White House condemns deadly attacks on Kuwait, Tunisia & France

The death toll from the Tunisia hotel shooting attack has risen to 37.

A Tunisian security member stands next to a swimming pool at the resort town of Sousse, a popular tourist destination 140 kilometres south of the Tunisian capital, on 26 June, 2015, following a shooting attack. Picture: AFP.

JOHANNESBURG - The White House says US security officials are offering assistance to countries affected by today's deadly terror attacks.

37 people were gunned down at a popular hotel in Tunisia this afternoon, while 25 worshippers were killed by a suicide bomber at a mosque in Kuwait and one person was killed and two were wounded in an attack on a gas factory in France.

At the same time, 145 died in an attack in Syria today.

The White House has described the attacks in Kuwait, Tunisia and France as 'heinous acts of terror'.

Staff members at the Tunisia hotel say the gunmen were dressed as tourists and used Kalashnikov rifles to kill the guests.

There were three attackers, one of whom was killed; one was arrested and the other escaped.

Tunisians, Britons, Germans and Belgians and at least one Irish citizen are among the dead.

One man said he heard gun shots next thing he knew he was shot.

"I looked at my wife and she got up and ran. And as I turned the bullet just hit me in my arm and I just ran to the sea. My wife ran into the hotel and I saw the gunmen firing shots randomly at people lying on the sunbeds on the beach."

There's now a security lock down in Sousse following the deadly attack on the beach side hotel in the popular resort, an interior ministry spokesman said.

Police were still clearing the area around the Imperial Marhaba Hotel and the body of one gunman lay at the scene with a Kalashnikov assault rifle after he was shot in an exchange of gunfire, a security source at the scene said.

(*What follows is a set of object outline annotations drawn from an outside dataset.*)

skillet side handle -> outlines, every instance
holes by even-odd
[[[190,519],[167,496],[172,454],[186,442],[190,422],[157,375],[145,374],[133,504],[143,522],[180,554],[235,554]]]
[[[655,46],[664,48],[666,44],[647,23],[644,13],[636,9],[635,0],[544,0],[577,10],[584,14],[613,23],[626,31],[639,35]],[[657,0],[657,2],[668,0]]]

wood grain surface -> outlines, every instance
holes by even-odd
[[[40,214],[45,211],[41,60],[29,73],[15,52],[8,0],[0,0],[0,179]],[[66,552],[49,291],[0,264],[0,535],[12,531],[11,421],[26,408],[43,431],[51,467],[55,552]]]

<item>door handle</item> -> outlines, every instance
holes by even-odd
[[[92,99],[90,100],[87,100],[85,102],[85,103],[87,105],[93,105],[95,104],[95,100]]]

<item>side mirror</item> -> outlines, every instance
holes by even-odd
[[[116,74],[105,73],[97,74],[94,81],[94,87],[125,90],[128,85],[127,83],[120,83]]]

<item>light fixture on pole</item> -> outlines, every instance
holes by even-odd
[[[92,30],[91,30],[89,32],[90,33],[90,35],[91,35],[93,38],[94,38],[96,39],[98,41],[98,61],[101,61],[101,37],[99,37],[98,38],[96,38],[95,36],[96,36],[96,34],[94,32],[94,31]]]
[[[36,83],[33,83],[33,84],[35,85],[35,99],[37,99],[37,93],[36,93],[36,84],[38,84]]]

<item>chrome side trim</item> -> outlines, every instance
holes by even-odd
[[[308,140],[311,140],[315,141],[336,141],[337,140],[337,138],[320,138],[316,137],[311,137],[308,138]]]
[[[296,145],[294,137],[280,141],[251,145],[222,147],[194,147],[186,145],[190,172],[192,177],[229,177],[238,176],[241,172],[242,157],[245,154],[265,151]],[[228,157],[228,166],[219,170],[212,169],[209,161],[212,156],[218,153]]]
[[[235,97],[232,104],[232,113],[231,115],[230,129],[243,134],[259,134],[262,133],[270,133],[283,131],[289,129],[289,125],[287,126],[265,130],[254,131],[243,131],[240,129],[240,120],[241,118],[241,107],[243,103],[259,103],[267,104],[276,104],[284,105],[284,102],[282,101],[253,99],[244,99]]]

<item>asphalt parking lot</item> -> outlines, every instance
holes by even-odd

No one immediately claimed the attack, but Islamist jihadists have attacked North African tourist sites before, seeing them as legitimate targets because of their open Western lifestyles and tolerance of alcohol.

The shooting came just a short while after 25 worshippers were killed in a suicide bombing during Friday prayers in a Kuwait mosque.

More than 200 others were wounded.

Kuwaiti parliament member Khalil al-Salih said worshippers were kneeling in prayer when a suicide bomber walked into the Imam al-Sadeq Mosque side and blew himself up, destroying walls and the ceiling.

"It was obvious from the suicide bomber's body that he was young. He walked into the prayer hall during sujood (kneeling in prayer), he looked ...in his 20s, I saw him with my own eyes," he told Reuters by telephone.

"The explosion was really hard. The ceiling and wall got destroyed," he said, adding that more than 2,000 people from the Shi'ite Ja'afari sect were praying at the mosque.

The Interior Ministry told citizens to stay away from the scene to allow authorities to investigate.

In a statement released this afternoon, the Islamic State claimed responsibility for the attack.

In Syria the Observatory for Human Rights claims 145 civilians were killed in a raid by the Islamic State in Kobani.

The attack on the predominantly Kurdish town of Kobani and the nearby village of Brakh Bootan marked the biggest single massacre of civilians by Islamic State in Syria since it killed hundreds of members of the Sunni Sheitaat tribe last year, Rami Abdulrahman, who runs the Observatory, said.

The assault included at least three suicide car bombs. The dead included the elderly, women and children, he said.

The Islamic State fighters were reported to number in the dozens and entered the town in five cars disguised as members of the YPG and Syrian rebel groups.

In their other assault on Friday, Islamic State fighters clashed with Syrian government forces in the south of Hasaka for a second day and shells hit areas in the center, the Observatory said.

In France, a man was decapitated when two men rammed a delivery vehicle into a gas factory in Grenoble, wounding several others.

Government has stepped up security across France after a suspected Islamist terrorist attack near the town of Lyon.

It's now being reported that the person found beheaded was in fact the manager of the man suspected of ramming a vehicle into canisters causing an explosion.

Witnesses reported hearing a number of explosions inside the premises.

At least four man has been arrested and is being held by police.

French President Francois Hollande cut short a visit to a European Union summit in Belgium to return home.

A decapitated body covered in Arabic writing was found at a US gas company after the deadly explosion.

The White House has described the attacks in Kuwait, Tunisia and France as "heinous acts of terror".

"The United States condemns in the strongest terms the terrorist attacks in France, Kuwait, and Tunisia today," it said in a statement. "Our thoughts and prayers are with the victims of these heinous attacks, their loved ones, and the people of all three countries."